Chart done on hourly timeframe. Financial institutions are set to report earnings this week, which means it’s the start of earnings season. Industry leaders such as: JPMorgan Chase, Citigroup, Well Fargo…etc. will update markets on their Q3 performance. Their earnings last quarter surprised investors with better than expected numbers, but analysts are on edge this quarter as weak stock and bond market performance can have an impact on their bottomline. Banks already experienced volatility in the first half of 2023, so investors want to see them at least come in line with expectations to avoid further uncertainty. 

Other earnings in focus this week are expected from PepsiCo, Delta Airlines, and United Health. All three of these names hold heavy weight in different sectors and industries, so their earnings can give us an insight of what to expect from their peers in the coming weeks as more earnings unfold. Wall Street upped corporate earnings expectations last week, but there is still pessimism in the guidance issued by many companies in the S&P. As these companies report, we’re paying close attention to what their forward guidance looks like as they head into the fourth quarter, typically the strongest quarter of the year. 

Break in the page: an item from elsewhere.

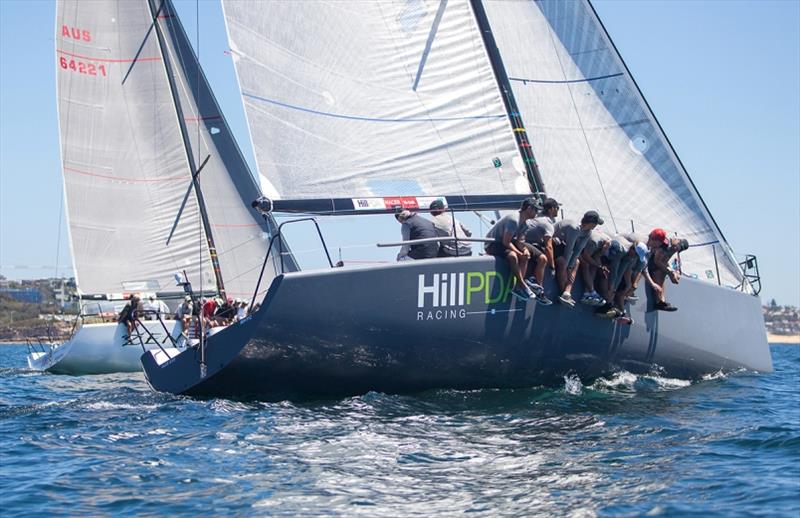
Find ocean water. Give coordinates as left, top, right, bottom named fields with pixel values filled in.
left=0, top=345, right=800, bottom=517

More inflation data is also set to report this week as the CPI and PPI reports give an update on prices from the consumers’ and producers’ standpoint in September. CPI inflation reading declined from a high of 9.1% in June 2022 to a low of 3% in June 2023, but for the last three months it has climbed back to 3.7%, away from The Fed’s target rate of 2%. Lingering inflation can cause The Fed to hold interest rates at their current high rates for a longer period, which causes stock market instability. Many companies rely on borrowing money to grow their workforce and for their research and development, so a high interest rate environment makes it more difficult and more expensive to borrow money, which hinders growth. 

Technical analysis:

SPY buyers were able to regain the overnight uptrend and close SPY above 430.00 on Friday, but the weekend developments from Palestine and Israel may have some impact to start the week. If markets do pull back, SPY will need to defend the 425.00-426.00 support for it to remain strong and of course, a close above 430.00 is preferred. The next resistance SPY is facing is 434.00, above that level we can see a gap fill to 438.00. If buyers fail to defend the 425.00 support, then the next downside support is 418.80-420.00, which will get ugly if broken.